With these thoughts in place Bishop embarked on her life as a poet. She enrolled at Vassar College, where she founded a literary magazine with Mary McCarthy. She was poetry consultant to the Library of Congress in 1949-50. She won a Pulitzer Prize. Yet her life continued to be marked by trauma. When she declined a young man’s marriage proposal (Bishop had from an early age been attracted to women) he shot himself. Her lover Lota de Macedo Soares, with whom she lived in Brazil for more than 15 years, died, in 1967, from an overdose of Valium – quite possibly taken because of her fraught relationship with the poet. And throughout all of this Bishop was absorbing oceans of alcohol and a daily pharmacy of prescribed medication.

Marshall chronicles these struggles with warmth and insight.

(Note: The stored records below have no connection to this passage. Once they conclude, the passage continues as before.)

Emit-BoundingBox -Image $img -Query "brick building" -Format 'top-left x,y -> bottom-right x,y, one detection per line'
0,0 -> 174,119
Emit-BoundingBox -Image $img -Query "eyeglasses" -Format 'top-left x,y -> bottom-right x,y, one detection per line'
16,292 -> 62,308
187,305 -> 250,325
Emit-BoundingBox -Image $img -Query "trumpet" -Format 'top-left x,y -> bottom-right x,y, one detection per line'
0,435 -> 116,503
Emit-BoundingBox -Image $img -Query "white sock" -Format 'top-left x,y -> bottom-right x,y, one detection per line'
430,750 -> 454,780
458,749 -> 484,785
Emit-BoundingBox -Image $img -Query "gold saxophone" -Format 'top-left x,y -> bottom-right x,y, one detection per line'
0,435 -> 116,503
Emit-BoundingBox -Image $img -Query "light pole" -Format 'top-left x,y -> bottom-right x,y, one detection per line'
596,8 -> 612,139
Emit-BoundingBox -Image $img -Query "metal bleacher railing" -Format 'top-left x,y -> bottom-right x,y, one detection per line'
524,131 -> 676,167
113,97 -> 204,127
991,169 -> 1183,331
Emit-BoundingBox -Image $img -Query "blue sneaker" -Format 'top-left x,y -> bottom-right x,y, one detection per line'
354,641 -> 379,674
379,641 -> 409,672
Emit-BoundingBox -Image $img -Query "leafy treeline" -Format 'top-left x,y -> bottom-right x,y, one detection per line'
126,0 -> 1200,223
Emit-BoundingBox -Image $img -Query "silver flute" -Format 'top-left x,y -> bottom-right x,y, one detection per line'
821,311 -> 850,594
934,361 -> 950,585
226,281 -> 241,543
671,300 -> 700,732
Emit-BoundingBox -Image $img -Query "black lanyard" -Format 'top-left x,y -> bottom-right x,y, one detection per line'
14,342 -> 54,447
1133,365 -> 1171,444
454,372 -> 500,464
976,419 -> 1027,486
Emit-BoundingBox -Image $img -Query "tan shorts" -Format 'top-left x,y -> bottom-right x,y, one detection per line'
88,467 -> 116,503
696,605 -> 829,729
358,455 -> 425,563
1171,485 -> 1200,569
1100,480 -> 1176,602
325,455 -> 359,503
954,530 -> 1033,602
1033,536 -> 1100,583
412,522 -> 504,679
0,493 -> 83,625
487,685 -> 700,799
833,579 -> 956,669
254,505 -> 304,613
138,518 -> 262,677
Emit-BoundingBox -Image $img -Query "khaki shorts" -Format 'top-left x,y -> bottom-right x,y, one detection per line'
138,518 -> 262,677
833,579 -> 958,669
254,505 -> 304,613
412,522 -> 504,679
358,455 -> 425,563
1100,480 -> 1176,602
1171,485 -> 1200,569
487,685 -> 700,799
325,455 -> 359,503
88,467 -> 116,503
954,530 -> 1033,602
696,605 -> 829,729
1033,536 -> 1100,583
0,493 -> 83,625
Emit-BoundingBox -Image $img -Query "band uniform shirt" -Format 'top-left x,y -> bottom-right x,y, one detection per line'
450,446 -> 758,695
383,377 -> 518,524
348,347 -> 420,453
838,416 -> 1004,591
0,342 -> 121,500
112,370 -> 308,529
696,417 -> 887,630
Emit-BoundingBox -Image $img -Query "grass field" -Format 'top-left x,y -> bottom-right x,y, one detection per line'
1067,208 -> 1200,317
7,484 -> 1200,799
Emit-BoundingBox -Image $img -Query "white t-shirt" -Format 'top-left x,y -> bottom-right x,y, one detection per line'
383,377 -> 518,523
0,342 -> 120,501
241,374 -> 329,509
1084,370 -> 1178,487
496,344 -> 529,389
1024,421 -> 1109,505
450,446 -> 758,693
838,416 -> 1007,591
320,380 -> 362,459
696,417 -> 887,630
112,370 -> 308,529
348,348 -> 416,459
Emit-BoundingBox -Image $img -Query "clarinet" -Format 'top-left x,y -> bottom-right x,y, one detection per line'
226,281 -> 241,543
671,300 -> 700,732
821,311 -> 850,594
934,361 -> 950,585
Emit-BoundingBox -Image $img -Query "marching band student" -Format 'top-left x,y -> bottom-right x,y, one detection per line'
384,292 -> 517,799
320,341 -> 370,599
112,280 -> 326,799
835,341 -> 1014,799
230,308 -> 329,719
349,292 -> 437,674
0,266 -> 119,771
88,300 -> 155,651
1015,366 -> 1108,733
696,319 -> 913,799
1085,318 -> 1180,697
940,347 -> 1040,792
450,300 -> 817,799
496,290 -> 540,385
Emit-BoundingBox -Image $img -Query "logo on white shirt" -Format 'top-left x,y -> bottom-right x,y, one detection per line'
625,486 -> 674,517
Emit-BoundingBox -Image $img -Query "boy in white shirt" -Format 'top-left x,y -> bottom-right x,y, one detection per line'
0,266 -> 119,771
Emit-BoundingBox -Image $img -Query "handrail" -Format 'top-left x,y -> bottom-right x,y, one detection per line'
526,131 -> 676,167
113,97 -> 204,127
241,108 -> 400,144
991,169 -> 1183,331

Yet her narrative fails to deliver a substantial sense of Bishop's literary significance, and suffers from the digressive chapters in which Marshall recounts stories from her own life, some of which deal with a period in the 1970s in which she studied with Bishop at Harvard. These add little to our understanding of Bishop and sit awkwardly with the larger story that Marshall (herself a winner of a Pulitzer Prize) is attempting to tell. They also make one wonder if she might more profitably have spent her time attending to the reservoir of new material relating to Bishop's life, including her letters to therapists and lovers, that has appeared since Brett Millier's Elizabeth Bishop: Life and the Memory of It appeared, in 1992.

Had she done so this slight but absorbing book might have offered a new and unprecedentedly full account of its subject. In its present form it offers only an impression of the sensibility of a poet who was born into trauma, was nurtured by fear, and composed the words that have helped us to be brave.